Homélie du cardinal André Vingt-Trois - Messe à St François de Sales pour le Centenaire de l’église – 28e dimanche du Temps Ordinaire – Année C

Dimanche 13 octobre 2013 - Saint-François de Sales (Paris XVIIe)

L’anniversaire d’une paroisse est une occasion d’action de grâce et d’une reprise de conscience des richesses que nous avons reçues et qu’il nous incombe de transmettre et de partager. Ces richesses reçues sont appelées à devenir le bien de tous.

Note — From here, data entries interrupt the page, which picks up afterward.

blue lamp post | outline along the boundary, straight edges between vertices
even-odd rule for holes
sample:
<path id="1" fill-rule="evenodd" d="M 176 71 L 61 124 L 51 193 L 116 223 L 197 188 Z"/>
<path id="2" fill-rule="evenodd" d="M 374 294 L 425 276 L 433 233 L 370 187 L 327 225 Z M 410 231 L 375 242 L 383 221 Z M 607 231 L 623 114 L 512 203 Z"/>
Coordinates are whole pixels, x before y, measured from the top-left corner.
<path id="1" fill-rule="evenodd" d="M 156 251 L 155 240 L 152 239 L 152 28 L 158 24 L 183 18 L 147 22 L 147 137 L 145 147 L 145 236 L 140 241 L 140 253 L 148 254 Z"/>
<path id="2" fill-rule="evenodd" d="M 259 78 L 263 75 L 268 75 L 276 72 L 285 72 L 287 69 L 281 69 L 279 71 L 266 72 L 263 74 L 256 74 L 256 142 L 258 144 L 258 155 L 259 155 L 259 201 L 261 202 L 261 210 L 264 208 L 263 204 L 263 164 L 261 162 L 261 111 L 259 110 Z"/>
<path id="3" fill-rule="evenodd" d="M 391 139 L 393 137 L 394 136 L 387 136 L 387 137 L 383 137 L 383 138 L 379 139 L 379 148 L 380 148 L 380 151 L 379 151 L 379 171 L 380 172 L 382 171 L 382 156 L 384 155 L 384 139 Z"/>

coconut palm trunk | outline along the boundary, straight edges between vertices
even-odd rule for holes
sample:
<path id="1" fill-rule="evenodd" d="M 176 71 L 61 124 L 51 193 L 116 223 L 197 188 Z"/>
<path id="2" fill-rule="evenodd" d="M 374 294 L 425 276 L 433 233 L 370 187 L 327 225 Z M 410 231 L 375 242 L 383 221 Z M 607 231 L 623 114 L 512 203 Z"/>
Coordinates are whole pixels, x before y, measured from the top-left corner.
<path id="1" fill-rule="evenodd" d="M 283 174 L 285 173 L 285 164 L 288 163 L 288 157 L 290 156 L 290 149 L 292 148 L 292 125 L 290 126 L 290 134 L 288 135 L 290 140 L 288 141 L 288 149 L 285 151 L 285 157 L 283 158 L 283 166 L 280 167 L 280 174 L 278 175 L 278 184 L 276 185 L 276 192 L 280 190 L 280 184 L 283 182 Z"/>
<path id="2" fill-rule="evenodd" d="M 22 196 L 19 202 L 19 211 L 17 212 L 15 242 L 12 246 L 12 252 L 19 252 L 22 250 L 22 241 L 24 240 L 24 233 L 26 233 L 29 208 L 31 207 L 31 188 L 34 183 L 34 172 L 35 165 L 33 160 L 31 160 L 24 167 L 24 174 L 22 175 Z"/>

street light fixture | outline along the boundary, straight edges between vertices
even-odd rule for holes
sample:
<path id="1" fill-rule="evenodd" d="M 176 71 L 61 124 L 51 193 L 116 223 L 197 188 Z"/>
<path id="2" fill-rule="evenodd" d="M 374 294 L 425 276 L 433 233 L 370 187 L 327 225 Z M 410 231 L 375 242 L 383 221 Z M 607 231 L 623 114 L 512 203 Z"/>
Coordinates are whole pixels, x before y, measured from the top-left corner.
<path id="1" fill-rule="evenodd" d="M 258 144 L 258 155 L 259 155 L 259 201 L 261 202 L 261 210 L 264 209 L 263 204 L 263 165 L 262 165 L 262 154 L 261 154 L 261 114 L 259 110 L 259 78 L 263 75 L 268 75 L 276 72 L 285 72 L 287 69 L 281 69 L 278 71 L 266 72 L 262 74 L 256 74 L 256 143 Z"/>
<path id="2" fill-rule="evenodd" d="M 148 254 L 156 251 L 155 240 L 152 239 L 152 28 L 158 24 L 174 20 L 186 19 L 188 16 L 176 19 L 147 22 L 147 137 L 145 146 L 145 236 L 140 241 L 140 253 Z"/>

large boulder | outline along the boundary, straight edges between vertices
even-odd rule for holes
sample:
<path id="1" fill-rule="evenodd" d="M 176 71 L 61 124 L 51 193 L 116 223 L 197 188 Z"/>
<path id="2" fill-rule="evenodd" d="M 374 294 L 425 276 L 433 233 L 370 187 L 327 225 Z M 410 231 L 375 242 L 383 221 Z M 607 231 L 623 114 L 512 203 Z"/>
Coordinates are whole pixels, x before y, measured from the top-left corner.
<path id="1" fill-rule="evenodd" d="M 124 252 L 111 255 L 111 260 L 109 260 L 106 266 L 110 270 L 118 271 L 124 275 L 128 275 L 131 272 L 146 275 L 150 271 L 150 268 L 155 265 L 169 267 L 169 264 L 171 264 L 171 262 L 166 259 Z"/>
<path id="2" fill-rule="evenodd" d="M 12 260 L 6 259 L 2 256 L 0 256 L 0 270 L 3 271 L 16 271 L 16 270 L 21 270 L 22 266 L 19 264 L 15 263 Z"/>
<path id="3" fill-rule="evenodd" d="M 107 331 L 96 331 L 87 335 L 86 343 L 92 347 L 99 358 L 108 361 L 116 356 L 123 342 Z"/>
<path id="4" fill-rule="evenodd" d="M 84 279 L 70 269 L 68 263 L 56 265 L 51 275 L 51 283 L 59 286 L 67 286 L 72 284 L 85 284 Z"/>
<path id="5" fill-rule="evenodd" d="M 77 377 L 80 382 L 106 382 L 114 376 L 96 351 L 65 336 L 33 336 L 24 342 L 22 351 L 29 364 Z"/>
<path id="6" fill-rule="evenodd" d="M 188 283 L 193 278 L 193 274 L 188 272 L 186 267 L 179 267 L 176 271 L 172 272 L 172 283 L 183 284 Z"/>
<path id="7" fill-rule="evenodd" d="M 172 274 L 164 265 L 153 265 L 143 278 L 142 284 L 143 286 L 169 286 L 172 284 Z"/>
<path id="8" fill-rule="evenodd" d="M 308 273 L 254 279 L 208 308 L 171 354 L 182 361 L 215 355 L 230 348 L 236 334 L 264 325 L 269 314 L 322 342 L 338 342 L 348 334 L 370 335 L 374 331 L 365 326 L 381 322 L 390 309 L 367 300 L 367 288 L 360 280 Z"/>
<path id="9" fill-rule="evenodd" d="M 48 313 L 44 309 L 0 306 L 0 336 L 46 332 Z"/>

 2 R 5, 14-17 ; Ps 97, 1-4a.6b ; 2 Tm 2, 8-13 ; Lc 17, 11-19

Frères et Sœurs,

Le message des lectures que nous venons d’entendre vise à nous faire prendre conscience que, peut-être, la richesse dont nous bénéficions est mieux reconnue par ceux qui ne la connaissent pas encore que par ceux qui en ont héritée. C’est ainsi que le prophète Élisée est sollicité par un Syrien, païen certainement, pour être guéri de sa lèpre. C’est ainsi que, des dix lépreux guéris par Jésus, un seul, un Samaritain, un étranger comme nous dit l’Évangile, est revenu pour lui rendre grâce. Ce n’est pas beaucoup ! Un seul est revenu et il était de ceux qui auraient pu ne pas comprendre, ne pas savoir, ne pas reconnaître d’où lui était venu le salut.

Cet épisode et ce message nous invitent à réfléchir à l’occasion du centième anniversaire d’une paroisse. Qui a fait vivre cette paroisse ? A qui devons-nous l’action de grâce pour que, non seulement elle ait réussi à naître, mais qu’elle ait pu prospérer, se développer à travers plusieurs générations et devenir florissante et dynamique à l’heure où beaucoup de gens nous disent, - mais ils le disent à chaque époque sous des modes différents - que le Christianisme est usé et qu’il ne sert plus à rien sinon à fournir quelques bons sentiments pour des fins de vies apaisées. Qui a réussi à déplacer ce regard sur la foi ? Qui a réussi à faire de cette communauté, dans ce quartier, un signe vivant et reconnu ? Bien sûr, les innombrables curés et vicaires, - tous de qualité exceptionnelle - qui ont servi dans cette paroisse, mais aussi des chrétiens assez attachés à la foi pour ne pas être découragés par les défauts de ces mêmes curés magnifiques… Ils ont persévéré et encouragé leurs curés et leurs prêtres à poursuivre l’œuvre. Mais il y a surtout l’Esprit de Dieu qui habite le cœur des croyants et qui nous constitue comme un peuple, et un peuple vivant ! Vous imaginez que dans le « métier » d’archevêque de Paris, il y a des moments qui ne sont pas très agréables, mais parmi les choses agréables qu’il me reste à faire, il y a les rencontres chaque dimanche des églises pleines, et je pense qu’elles ne sont pas pleines seulement en l’honneur de ma visite… mais qu’elles le sont aussi les autres jours ! Des églises vivantes, des communautés vivantes qui montrent que l’Esprit de Dieu est toujours à l’œuvre et que si nous avons parfois des difficultés pour avancer, pour que l’Église vive, Dieu ne fait pas défaut et il est toujours actif au cœur de son Église.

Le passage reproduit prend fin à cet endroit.